Can Veganism Vanquish PMS?
I suffer terribly from PMS and heard recently that a vegan diet can really help. Is this true? If not, what do you recommend?
Maybe. A study published in the February issue of "Obstetrics & Gynecology" found that a low-fat vegetarian diet can help control premenstrual syndrome (PMS). The study tracked 33 women, between the ages of 22 and 40, who all suffered from severe PMS. When the women followed a vegan diet for two months, they had fewer menstrual cramps, less water retention, and more energy. However, the diet didn't eliminate menstrual pain for all the women.
The theory behind this strategy is that a low-fat, vegan diet that eliminates animal-based foods helps lower estrogen levels. This in turn decreases production of prostaglandins, the body chemicals believed to cause menstrual pain.
This approach is the latest in a long list of dietary maneuvers directed against PMS, but it isn't an easy way to attack the problem.

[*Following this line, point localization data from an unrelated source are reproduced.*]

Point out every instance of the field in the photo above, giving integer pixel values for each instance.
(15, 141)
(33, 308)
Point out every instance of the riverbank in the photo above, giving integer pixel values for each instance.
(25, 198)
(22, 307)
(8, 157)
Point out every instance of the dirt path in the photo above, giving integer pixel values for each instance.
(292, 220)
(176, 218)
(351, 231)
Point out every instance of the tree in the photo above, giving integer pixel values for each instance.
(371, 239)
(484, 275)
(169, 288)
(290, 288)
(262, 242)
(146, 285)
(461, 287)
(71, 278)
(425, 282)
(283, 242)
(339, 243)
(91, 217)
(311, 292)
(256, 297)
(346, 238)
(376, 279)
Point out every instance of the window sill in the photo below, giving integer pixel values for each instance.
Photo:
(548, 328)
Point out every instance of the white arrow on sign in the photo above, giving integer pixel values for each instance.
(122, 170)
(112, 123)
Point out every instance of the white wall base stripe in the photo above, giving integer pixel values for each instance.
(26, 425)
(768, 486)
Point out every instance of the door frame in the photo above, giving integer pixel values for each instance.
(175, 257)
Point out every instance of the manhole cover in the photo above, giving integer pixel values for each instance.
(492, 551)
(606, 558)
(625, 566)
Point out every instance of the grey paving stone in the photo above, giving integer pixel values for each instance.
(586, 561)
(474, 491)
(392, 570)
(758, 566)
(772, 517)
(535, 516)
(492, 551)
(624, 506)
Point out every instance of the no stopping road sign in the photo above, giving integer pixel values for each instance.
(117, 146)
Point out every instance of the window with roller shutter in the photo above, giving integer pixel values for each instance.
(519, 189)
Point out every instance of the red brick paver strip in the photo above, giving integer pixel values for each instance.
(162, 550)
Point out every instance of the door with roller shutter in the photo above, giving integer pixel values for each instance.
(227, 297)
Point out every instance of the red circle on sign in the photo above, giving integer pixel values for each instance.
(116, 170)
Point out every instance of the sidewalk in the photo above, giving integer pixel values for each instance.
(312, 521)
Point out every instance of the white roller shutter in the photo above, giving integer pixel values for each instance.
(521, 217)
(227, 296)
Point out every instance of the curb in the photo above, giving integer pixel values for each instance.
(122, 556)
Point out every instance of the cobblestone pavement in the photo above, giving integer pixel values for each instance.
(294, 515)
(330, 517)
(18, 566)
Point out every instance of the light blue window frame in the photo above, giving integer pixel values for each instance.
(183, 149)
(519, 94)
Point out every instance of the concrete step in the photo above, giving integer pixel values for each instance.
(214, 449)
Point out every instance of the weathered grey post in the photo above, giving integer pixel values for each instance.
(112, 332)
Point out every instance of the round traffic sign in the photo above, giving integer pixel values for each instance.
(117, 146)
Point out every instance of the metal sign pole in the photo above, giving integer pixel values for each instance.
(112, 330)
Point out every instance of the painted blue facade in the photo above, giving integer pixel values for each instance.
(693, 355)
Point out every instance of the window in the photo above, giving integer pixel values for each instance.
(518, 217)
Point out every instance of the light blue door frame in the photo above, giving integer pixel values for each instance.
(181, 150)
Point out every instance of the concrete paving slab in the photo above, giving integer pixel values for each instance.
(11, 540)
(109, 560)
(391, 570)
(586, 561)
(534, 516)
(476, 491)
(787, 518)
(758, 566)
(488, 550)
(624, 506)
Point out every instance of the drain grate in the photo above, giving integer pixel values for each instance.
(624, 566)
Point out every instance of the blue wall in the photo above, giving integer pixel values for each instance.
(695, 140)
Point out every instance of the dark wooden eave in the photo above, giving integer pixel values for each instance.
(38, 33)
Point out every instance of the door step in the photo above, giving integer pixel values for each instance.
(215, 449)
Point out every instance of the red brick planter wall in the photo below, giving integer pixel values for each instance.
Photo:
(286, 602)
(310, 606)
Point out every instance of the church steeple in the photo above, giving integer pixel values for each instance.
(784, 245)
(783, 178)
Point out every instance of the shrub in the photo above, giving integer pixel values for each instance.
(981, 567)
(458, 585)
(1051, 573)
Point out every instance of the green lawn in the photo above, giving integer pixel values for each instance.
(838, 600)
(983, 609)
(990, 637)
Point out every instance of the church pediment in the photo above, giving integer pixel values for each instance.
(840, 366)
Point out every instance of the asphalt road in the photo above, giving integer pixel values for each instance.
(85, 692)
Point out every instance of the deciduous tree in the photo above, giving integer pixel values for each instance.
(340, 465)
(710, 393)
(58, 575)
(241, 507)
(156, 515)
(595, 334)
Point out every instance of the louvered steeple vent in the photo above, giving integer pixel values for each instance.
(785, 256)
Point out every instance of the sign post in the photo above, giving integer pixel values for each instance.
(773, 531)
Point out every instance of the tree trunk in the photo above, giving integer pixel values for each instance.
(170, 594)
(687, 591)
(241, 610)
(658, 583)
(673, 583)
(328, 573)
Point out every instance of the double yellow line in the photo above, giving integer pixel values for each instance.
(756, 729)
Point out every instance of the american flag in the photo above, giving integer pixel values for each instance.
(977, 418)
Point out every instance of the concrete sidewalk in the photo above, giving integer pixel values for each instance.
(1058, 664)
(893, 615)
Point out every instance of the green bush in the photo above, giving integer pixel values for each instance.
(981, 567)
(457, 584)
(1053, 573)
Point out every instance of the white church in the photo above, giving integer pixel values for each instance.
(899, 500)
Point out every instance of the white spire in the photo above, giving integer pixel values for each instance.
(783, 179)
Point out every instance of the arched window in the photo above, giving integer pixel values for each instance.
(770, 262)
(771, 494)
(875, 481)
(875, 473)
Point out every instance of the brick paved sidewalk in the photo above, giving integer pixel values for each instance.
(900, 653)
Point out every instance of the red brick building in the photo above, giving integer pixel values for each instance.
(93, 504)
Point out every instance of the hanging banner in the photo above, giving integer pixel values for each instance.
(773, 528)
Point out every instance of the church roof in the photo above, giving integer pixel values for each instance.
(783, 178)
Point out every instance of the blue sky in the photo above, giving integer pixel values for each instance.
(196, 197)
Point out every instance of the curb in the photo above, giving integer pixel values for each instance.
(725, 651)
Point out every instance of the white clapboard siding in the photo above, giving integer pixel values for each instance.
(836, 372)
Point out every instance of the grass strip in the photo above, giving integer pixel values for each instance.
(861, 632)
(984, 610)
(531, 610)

You would have to eliminate all foods derived from animals, including eggs and dairy products. Vegans risk not getting enough vitamin B12, zinc, iron, and calcium. They must be diligent about consuming vegetable-based foods that provide these vital nutrients -- or take supplements to ensure an adequate intake.
A diet that is very low in fat can also be unpalatable. If you're going to try this approach, I suggest you substitute olive oil and foods that provide omega-3 fatty acids (walnuts, for instance) for the animal fats you're eliminating.
Alternatively, you can try making the following changes, all of which can reduce the severity of PMS symptoms:
Take a calcium-magnesium supplement (1,000 mg of each) for painful menstrual cramps.
Eliminate all caffeine (including the chocolate some women crave premenstrually) and avoid polyunsaturated vegetable oils.
Do regular aerobic exercise -- 30 minutes of daily activity that raises your heart rate.
Take 500 mg of black currant oil or evening primrose oil twice a day and two capsules of dong quai or chaste tree twice a day.
For cramps, drink raspberry-leaf tea, which is sold in health food stores. You can also use a hot water bottle on your abdomen, or take doses of cramp-bark (viburnum). Follow the directions on the package.
Take ibuprofen (Advil or Motrin) -- but not on an empty stomach.
Practice the breathing exercises I recommend.